In 2011 the New York Times retreated behind a paywall, requiring regular readers to subscribe if they want more than basic access. Rather than being the way of new media, it confirmed that the venerable old newspaper was throwing its lot in with the dinosaurs.
Publishers the world over should thank Rupert Murdoch. He has invested huge amounts of money and made great blunders in electronic publishing so that the rest of us don’t have to.
He was one of the pioneers in going for large scale paywalls: putting online newspaper content behind credit card ramparts. He was behind the first (paid-for) daily newspaper designed exclusively for one device, the iPad. The Daily, as it was imaginatively named, was launched in February 2011, and closed down 21 months later, after losing $30-million a year.
Still, numerous old-style publishers and editors hang on to Murdoch’s every word when he argues that content shall not be free. And, like all other dinosaurs before them, they will go down fighting for a world-view that no longer belongs in the world.

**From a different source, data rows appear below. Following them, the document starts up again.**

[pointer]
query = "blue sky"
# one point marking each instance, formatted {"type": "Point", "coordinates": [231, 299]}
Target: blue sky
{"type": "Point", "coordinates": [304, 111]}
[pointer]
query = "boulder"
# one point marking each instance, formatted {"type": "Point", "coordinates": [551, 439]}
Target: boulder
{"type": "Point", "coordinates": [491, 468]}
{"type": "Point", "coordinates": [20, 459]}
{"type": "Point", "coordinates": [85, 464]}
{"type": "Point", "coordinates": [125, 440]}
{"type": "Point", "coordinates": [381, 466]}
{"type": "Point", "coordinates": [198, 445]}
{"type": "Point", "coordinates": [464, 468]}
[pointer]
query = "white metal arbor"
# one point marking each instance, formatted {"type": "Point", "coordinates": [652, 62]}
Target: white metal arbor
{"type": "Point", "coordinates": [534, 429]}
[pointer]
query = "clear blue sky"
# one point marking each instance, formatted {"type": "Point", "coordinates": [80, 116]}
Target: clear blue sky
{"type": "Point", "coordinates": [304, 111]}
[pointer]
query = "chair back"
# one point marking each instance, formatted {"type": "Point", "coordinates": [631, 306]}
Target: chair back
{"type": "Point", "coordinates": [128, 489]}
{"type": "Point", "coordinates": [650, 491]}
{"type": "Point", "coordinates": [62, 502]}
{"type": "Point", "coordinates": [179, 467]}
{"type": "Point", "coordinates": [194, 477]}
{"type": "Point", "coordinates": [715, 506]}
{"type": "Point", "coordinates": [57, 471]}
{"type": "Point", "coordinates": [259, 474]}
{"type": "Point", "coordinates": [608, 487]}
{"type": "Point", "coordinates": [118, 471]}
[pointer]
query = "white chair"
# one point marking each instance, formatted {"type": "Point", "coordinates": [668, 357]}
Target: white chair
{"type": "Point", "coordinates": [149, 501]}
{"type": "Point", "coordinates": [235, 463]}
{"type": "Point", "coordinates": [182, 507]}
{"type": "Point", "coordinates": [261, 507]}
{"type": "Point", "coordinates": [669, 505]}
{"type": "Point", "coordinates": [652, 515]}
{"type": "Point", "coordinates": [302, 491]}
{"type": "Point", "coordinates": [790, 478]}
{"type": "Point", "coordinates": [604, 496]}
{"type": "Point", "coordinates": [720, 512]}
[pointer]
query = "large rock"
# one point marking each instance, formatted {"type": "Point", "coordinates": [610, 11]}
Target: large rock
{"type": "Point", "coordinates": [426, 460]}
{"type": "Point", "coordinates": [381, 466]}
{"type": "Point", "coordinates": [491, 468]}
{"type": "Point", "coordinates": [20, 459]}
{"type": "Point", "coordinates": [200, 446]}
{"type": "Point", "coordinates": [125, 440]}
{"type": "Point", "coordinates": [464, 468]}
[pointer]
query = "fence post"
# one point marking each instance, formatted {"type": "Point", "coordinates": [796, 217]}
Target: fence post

The next to subscribe to his philosophy that consumers should pay for online content was the New York Times, which retreated behind a paywall on 28 March 2011. It has achieved some success, passing the 700 000 susbcriber mark within two years, but subsequently saw a dramatic slow-down in growth, prompting it to introduce lower-tier subscription options. Revenue from these subs has, in turn, helped to offset a dramatic fall in advertising revenue.
“No American news organisation as large as The Times has tried to put its content behind a pay wall after allowing unrestricted access,” the newspaper itself reported when the announcement was made back in 2011. ”The move is being closely watched by anxious publishers, which have warily embraced the Web and struggled with how to turn online journalism into a profitable business.”
Of course, “embraced” is a strong word for dancing skittishly away from anything that hinted at digital, while throwing huge amounts of money at strategies designed to fend off the inevitable migration of readers. The Murdoch mantra had been that newspaper buyers had always paid for content before, and that’s why they should do so now. Content Must Cost.
The flaw in the mantra is that newspaper buyers had never really paid for content before. Advertising had paid the high costs of maintaining a news-gathering infrastructure. The cover price of a newspaper had always been a pittance in comparison. At best, it paid for the physical printing of the publication.
The problem today is twofold. Firstly, digital advertising is far too cheap. At least, for publishers. It is a lot easier to justify a hundred thousand dollar bill for a full-page, full-colour ad in a magazine supplement than for a digital ad delivered in a small banner format that most people don’t even notice. It doesn’t help to argue that it costs less to maintain a website than to print a newspaper: often the opposite is true of heavyweight online publications.
Secondly, the Web has already destroyed one of the pillars of the newspaper industry in the USA: the classified ad. From close to $9-billion in revenue in Help Wanted ads in 2000, this market collapsed to an estimated $723-million in exactly one decade. Who needs newspapers to ask for help when you have Google, Bing, Facebook and Twitter?
Clearly, it is advertising that has to be reinvented, and not – as the paywall experiment implies – content.
The impending collapse of the advertising model was already obvious 10 years ago. But, like the music industry, the newspaper industry sat on its hands hoping the water would calm again. Instead, it became a digital tsunami of change. When Murdoch tried to hold back the rising tide, old school editors and publishers not only wanted to believe, they had to believe.
And what they believe is that, as they fail to hold on to advertisers’ budgets, subscribers must provide the compensation. Subscribers, however, are not comfortable around dinosaurs; they tend to be trampled in the rush for new feeding grounds.
Nevertheless, venerable old names in media all follow the clarion call to man the ramparts of the paywall. It is happening in South Africa too. Expect much more financial bleeding – and blaming – on the newsroom floors in the coming years.